Marian Salzman: No one can predict how long recovery will take. And there’s no doubt that many of the changes we’re experiencing now are anything but temporary. Even when economies begin to reopen, the way we’ll shop, dine, travel, and engage in other activities may not be the same as it was in the pre-COVID-19 era. Businesses of all sizes need to prepare today for what that new reality will be.
In this competitive economy, what do you think is the secret to achieving a leading position?
Marian Salzman: I would say that there’s not one single secret—or, really, no secret at all. One of the first steps is for a brand to speak and act authentically. Building on that foundation, a brand needs to create a connection with its customers and then strengthen and deepen that relationship.
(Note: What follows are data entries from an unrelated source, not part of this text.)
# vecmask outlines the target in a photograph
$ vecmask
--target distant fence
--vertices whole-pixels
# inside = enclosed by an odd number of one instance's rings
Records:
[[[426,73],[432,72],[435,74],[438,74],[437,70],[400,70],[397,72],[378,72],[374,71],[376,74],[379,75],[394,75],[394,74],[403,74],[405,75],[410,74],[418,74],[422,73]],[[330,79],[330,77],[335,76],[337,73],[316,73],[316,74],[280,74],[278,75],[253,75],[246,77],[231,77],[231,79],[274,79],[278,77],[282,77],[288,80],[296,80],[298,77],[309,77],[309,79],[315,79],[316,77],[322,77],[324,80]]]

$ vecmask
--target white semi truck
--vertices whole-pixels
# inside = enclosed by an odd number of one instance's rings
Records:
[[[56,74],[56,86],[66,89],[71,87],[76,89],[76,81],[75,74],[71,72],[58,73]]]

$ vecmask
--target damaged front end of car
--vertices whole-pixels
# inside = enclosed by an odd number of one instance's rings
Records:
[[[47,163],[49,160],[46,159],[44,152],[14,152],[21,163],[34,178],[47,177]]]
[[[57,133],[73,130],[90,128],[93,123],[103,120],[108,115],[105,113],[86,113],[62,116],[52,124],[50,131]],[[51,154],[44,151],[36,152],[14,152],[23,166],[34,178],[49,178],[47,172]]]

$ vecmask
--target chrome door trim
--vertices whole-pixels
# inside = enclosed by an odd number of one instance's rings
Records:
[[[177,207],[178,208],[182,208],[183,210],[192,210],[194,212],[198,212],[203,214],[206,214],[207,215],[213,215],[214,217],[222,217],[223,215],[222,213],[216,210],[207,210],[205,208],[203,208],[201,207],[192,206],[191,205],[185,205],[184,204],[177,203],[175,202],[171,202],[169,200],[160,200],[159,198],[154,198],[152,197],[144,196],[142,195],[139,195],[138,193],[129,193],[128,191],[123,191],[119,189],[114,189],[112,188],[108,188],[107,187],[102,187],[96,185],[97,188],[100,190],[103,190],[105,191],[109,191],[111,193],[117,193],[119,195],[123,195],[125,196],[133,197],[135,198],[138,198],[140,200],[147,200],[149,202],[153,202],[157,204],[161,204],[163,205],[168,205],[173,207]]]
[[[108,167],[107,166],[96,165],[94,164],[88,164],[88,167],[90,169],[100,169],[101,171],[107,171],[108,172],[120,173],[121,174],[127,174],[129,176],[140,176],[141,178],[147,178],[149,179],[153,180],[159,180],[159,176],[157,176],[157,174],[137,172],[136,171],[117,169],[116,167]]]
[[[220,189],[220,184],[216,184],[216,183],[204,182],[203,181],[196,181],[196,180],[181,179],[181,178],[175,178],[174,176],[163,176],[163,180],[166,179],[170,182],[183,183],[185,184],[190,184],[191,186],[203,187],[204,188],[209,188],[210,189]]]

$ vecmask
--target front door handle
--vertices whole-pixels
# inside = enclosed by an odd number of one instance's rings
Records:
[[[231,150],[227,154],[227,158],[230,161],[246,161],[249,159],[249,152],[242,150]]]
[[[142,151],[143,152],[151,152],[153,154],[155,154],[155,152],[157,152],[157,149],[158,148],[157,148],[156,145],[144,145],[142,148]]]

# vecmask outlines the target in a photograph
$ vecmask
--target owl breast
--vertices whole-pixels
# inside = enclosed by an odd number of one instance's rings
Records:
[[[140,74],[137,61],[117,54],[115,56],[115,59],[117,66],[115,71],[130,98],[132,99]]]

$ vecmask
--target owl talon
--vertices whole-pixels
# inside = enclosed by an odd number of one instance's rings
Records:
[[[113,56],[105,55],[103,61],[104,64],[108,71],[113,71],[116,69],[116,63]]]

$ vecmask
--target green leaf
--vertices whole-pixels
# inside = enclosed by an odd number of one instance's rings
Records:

It’s also important in a highly competitive market to create differentiation to set your brand apart from competitors. For PMI, that has been our company’s commitment to create a smoke-free future. In order to achieve our vision, we are essentially disrupting our business from the inside out. I can’t think of any other business that has attempted such a transformation before. Certainly no other tobacco company.
When situation normalise, what do you think will be the first step companies are going to take?
Marian Salzman: Even when businesses are able to re-open, creative marketing and business approaches will be a must. Restaurants, for instance, will need to rethink their operations to maintain some level of safe distancing. What will 50 percent capacity of diners look like? Will customers be asked to submit to temperature checks at the door? Will service staff use PPE?
We can all take a page from the creative thinking we’re seeing around us (on our screens) as we work to evolve brand value, and not just in how we market and sell but in how we create a deeper connection with our customers and the communities in which we operate.